Nora waited until the driver was back behind the wheel of the car before she dug through the carton and located the wallet. Yves Saint Laurent. She traced her finger over the “Y” in the soft grain leather, weighing its heft in her hand. She opened the wallet and looked at the contents. Large denominations, fifties and hundreds in size order. She did a quick count. Apparently he kept the smaller bills in his pocket. American Express Black Card issued to Sharpe Ingersol. She wondered what kind of first name that was, if that was his name. Or was it the name of his multi-national company? And there was a refillable Starbuck’s gift card.

When the driver opened the car door, rushing out as he folded his cell phone, Nora knew she had been caught. Once Sharpe Ingersol was inside the store he was sharp enough to realize he had dropped his wallet outside and called the driver to retrieve it, she thought. She hid under her blouse, fully expecting the driver’s hands to wrest it from her. But the man hurried past and into the store without a look. Minutes later he was out again, weighed down under a pile of boxes, followed by the young woman who was talking on her cell.

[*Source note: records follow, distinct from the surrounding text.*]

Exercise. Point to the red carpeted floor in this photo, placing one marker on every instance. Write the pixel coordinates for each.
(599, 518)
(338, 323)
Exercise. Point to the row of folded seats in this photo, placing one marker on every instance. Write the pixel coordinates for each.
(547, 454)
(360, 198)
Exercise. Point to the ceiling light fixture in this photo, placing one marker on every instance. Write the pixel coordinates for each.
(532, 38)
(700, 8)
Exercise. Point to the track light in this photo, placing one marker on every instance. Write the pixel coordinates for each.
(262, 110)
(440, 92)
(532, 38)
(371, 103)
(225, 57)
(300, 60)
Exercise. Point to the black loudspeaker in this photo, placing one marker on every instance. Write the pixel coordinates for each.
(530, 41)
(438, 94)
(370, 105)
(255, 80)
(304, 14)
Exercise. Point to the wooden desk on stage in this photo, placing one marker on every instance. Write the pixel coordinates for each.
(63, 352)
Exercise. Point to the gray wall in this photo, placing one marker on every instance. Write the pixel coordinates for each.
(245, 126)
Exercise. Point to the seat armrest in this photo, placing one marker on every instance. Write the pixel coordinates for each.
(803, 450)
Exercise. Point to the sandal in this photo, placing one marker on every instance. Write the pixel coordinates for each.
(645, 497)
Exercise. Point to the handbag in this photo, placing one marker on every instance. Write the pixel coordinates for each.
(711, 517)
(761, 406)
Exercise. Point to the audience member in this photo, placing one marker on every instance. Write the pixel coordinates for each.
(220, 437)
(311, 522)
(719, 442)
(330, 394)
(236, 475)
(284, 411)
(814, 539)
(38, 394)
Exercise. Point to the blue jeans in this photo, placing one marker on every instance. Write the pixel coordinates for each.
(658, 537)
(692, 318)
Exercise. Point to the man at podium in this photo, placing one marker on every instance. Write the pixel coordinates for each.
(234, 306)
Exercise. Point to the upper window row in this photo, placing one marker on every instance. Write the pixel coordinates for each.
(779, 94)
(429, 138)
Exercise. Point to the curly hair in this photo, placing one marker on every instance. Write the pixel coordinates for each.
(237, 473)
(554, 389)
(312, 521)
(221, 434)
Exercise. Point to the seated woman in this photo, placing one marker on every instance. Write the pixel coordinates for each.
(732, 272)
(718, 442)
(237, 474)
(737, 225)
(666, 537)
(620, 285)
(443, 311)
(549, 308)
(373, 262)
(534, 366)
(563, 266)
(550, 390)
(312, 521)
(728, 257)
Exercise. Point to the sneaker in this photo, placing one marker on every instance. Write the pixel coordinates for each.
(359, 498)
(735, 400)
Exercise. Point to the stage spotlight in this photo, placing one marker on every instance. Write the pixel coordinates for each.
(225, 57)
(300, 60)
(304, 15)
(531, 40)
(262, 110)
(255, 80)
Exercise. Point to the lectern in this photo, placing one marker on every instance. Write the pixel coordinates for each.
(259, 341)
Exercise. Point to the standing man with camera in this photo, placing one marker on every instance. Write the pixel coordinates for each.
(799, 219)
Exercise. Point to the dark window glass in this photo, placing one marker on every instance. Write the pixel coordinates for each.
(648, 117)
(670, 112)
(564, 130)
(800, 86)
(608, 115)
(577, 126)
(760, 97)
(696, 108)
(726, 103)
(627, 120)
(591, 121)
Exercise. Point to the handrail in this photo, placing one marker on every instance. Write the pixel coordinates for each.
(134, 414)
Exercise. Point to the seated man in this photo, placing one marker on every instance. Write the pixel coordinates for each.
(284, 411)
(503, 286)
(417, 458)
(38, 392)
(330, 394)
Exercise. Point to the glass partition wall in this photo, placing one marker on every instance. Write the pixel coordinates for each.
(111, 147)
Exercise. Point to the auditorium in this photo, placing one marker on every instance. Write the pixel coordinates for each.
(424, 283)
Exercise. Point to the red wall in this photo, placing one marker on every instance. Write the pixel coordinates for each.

“Early morning shopping,” Nora said. “Great idea to beat the crowd. The early bird catches the bargains. Pick up anything good?”

The woman briefly looked down on Nora, snorted and continued to the car.
“Have a nice day–” she called, adding breath just as the man walked past holding the boxes the driver couldn’t handle, “–bitch.”

In another minute they would be gone and she could have a closer look at the contents of the wallet. Then Nora saw the folded bills in her coffee cup. They weren’t singles as she thought, but two twenties and a five. She took a deep audible breath. ‘Hey, Sharpé,” she called, sounding the “e,” as the man was ducking into the back seat of the car.

“Excuse me?” he asked coming back out of the car and facing her. “Do you know me?”

“Intimately,” she said, “but not well. And not in the Biblical sense. I just wanted to say thanks.” She held up her cup with the money in it. “‘Here but for the grace of God,’ Sharpé,” she quoted her sign.

“How do you know my name?” He came closer. “And it’s Sharpe, not Sharpé.”
“You missing anything?” she asked. And when he was slow to respond she produced the wallet from under her blouse.

He patted his back pocket. “That’s my wallet! How did you get that?”

“Don’t worry,” she said. “I didn’t take anything.” She handed him the wallet.

He looked inside and then at her.

“It’s all there. You can count it. Although I was tempted by that Starbuck’s card.”

He smiled. “It’s yours.” He handed her the card. “Thank you,” he said, and he went back to the car. In another minute he was back holding one of the Saks boxes. “This is for you,” he said and handed it over. “And this too.” He pressed two hundred dollar bills into her hand.

“No, no,” she protested mildly. But she took the money and the box, stashing the bills in her carton, slipping the ribbon on the box to look inside.

The car pulled away and Nora sat there. The September sun was warm on her face. Behind her she felt the security of Saks against her back. To those passing by, the ones who took the time to notice, she must have looked strange smiling in the late summer heat with a cashmere scarf, butter-yellow, fringed and soft, wrapped around her neck.